Ma siamo negli Stati Uniti e nonostante il fatto che le forze armate obbediscano Trump come comandante in capo, il ministro della Difesa Esper ha preso le distanze sull’uso delle forze militari nell’interno del Paese. Esper ha dichiarato dal Pentagono che non supporta l’invocazione dell’Insurrection Act nella situazione attuale.
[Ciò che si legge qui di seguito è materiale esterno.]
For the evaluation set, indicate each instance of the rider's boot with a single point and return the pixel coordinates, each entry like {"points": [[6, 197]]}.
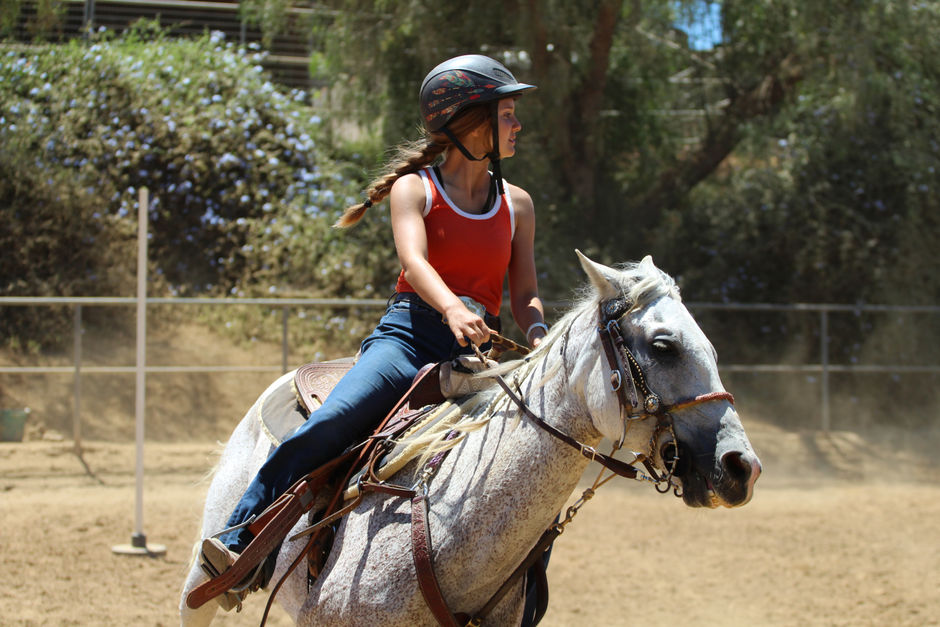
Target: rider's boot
{"points": [[215, 559]]}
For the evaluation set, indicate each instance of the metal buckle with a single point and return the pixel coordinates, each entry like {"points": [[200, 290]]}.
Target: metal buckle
{"points": [[473, 305], [616, 380]]}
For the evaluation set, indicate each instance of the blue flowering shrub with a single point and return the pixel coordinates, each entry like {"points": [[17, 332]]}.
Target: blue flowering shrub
{"points": [[243, 183]]}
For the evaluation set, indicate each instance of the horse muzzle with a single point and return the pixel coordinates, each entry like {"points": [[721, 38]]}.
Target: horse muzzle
{"points": [[730, 482]]}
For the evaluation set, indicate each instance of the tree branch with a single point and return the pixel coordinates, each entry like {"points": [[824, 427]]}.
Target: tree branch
{"points": [[722, 137]]}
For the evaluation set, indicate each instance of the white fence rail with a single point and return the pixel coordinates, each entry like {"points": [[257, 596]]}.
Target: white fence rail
{"points": [[824, 368]]}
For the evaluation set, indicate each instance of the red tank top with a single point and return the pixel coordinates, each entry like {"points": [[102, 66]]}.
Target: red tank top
{"points": [[470, 251]]}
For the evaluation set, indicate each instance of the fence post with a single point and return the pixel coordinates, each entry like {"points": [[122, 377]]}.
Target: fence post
{"points": [[824, 359], [77, 381], [138, 545], [285, 311]]}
Trump non l’avrà presa bene e non sorprenderebbe se Esper dovesse essere licenziato nell’immediato futuro come spesso avviene con collaboratori che non appoggiano la sua linea estremista. Le manifestazioni del caso di George Floyd hanno inevitabilmente occupato i media i quali hanno quasi dimenticato la pandemia del Covid-19 che ha causato quasi 2 milioni di contagi e la morte a più di 110mila americani. Ha messo anche da parte il fatto che 40 milioni di posti di lavoro si sono persi nelle ultime settimane. La parte più pericolosa però è il fatto che Trump non ha detto né fatto nulla per calmare gli animi e preparare una strategia per le ingiustizie razziali che continuano a dominare la società statunitense. Gli americani se ne sono accorti e si sono dichiarati solidali ai manifestanti (64 % solidali, 27 % no), secondo un sondaggio della Reuters/Ipsos. Lo stesso sondaggio ci informa che solo il 39 % approva la condotta di Trump sui manifestanti e il 55 % disapprova. Ci informa inoltre che Joe Biden ha un margine di 10 punti su Trump per le presidenziali di novembre (47 a 37 %). La strategia di Trump di concentrare i suoi sforzi sulla sua rielezione non sembra promettente. Ciononostante il 45esimo presidente è incapace di usare il dialogo invece del conflitto, per il bene del suo futuro politico, ma soprattutto per il bene del paese.